Ne deriva che i municipi possono senz’altro giungere al l’esenzione dell’abitazione principale anche in vigenza de ll’Imu, a condizione che siano in grado di sopperire alla perdita di gettito e non deliberino aliquote maggiori del 7,6 per mille sui fabbricati tenuti a disposizione. Nulla vieta, ovviamente, di manovrare l’aliquota al rialzo con riferimento alla generalità degli immobili diversi da questi (ad esempio, le aree fabbricabili). In teoria, potrebbero anche adottarsi misure elevate di prelievo con riferimento, ad esempio, agli immobili locati e ai beni d’impresa. Una simile politica tuttavia risulterebbe irragionevole, in quanto contraria ai fondamentali del nuovo tributo. L’effetto finale sarebbe infatti quello di gravare sui soggetti già penalizzati in partenza dall’imposta e di alleviare il carico nei riguardi dei contribuenti per i quali l’Imu assorbe l’Irpef sui redditi fondiari. In buona sostanza, l’esenzione dell’abitazione principale, pur tecnicamente possibile, richiede una attenta valutazione degli effetti.
Una precisazione interessante è contenuta nella bozza di circolare delle Finanze, quando si afferma che il divieto di manovrare l’aliquota per gli immobili a disposizione opera solo in caso di totale esenzione dell’abitazione principale. Nulla vieta ai Comuni di elevare la detrazione per tutti, senza però arrivare all’esonero, recuperando parte delle risorse mancanti attraverso l’adozione dell’aliquota massima del 10,6 per mille nei riguardi dei fabbricati sfitti.

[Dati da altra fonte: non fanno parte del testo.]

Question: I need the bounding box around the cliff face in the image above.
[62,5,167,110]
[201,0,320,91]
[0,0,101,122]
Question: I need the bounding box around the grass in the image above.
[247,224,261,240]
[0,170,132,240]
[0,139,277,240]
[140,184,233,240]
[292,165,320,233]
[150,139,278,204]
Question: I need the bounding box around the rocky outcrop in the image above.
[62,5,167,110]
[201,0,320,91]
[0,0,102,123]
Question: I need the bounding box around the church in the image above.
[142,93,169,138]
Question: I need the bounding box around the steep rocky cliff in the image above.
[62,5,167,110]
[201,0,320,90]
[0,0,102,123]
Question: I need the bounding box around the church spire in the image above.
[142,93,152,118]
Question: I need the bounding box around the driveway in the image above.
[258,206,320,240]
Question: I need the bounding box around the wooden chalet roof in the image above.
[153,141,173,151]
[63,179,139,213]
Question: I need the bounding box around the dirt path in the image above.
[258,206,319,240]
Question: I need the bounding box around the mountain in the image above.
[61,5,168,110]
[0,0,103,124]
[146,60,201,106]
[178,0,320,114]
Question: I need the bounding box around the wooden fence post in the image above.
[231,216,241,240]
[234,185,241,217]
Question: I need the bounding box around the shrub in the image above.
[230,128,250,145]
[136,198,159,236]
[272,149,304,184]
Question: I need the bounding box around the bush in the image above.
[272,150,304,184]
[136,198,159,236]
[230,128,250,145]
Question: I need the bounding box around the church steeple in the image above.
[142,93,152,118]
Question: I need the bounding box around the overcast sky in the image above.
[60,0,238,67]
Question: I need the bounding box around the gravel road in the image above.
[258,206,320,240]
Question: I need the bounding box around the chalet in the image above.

A maggior ragione appare plausibile l’alternativa, pure presa in considerazione dalle Finanze, consistente nella elevazione della detrazione solo per determinate categorie di soggetti, in condizioni non agiate. L’ente potrebbe quindi decidere di attribuire uno sconto d’imposta maggiore solo ai contribuenti che rispettino specifici requisiti reddituali e/o patrimoniali, precisati in delibera.
L’interpretazione delle Finanze sugli ambiti deliberativi degli enti locali in materia di Imu appare per certi versi contraddittoria perchè da un lato si assume una libertà molto ampia, dall’altro si individuano limiti che potrebbero risultare troppo rigorosi.
La bozza di circolare afferma infatti che i Comuni possono differenziare le aliquote d’imposta, anche per categorie catastali e all’interno della medesima fattispecie (ad esempio nell’ambito dell’abitazione principale). A tale riguardo, va tuttavia ricordato il rischio di legittimità insito nel differenziare ulteriormente ciò che è già rappresentato nelle rendite catastali attribuite dagli uffici del Territorio. Non va poi sottovalutato l’impatto pratico che un’eccessiva diversificazione potrebbe avere sugli adempimenti dei contribuenti. Questi ultimi, infatti, quando saranno alle prese con il calcolo della quota di imposta erariale, sempre pari al 3,8 per mille dell’imponibile, in sede di saldo dovranno effettuare doppi conteggi per ciascuna aliquota differenziata. Nel contempo, però, le Finanze ritengono che l’aliquota minima non possa mai essere inferiore al 4,6 per mille, salvi i casi espressamente previsti dalla legge. Anche le agevolazioni potranno prendere forma solo in termini di aliquote ridotte e sempre con il limite del 4,6 per mille. In tale ottica, quindi, sembra preclusa la possibilità di riconoscere ad esempio detrazioni d’imposta per fattispecie diverse dall’abitazione principale.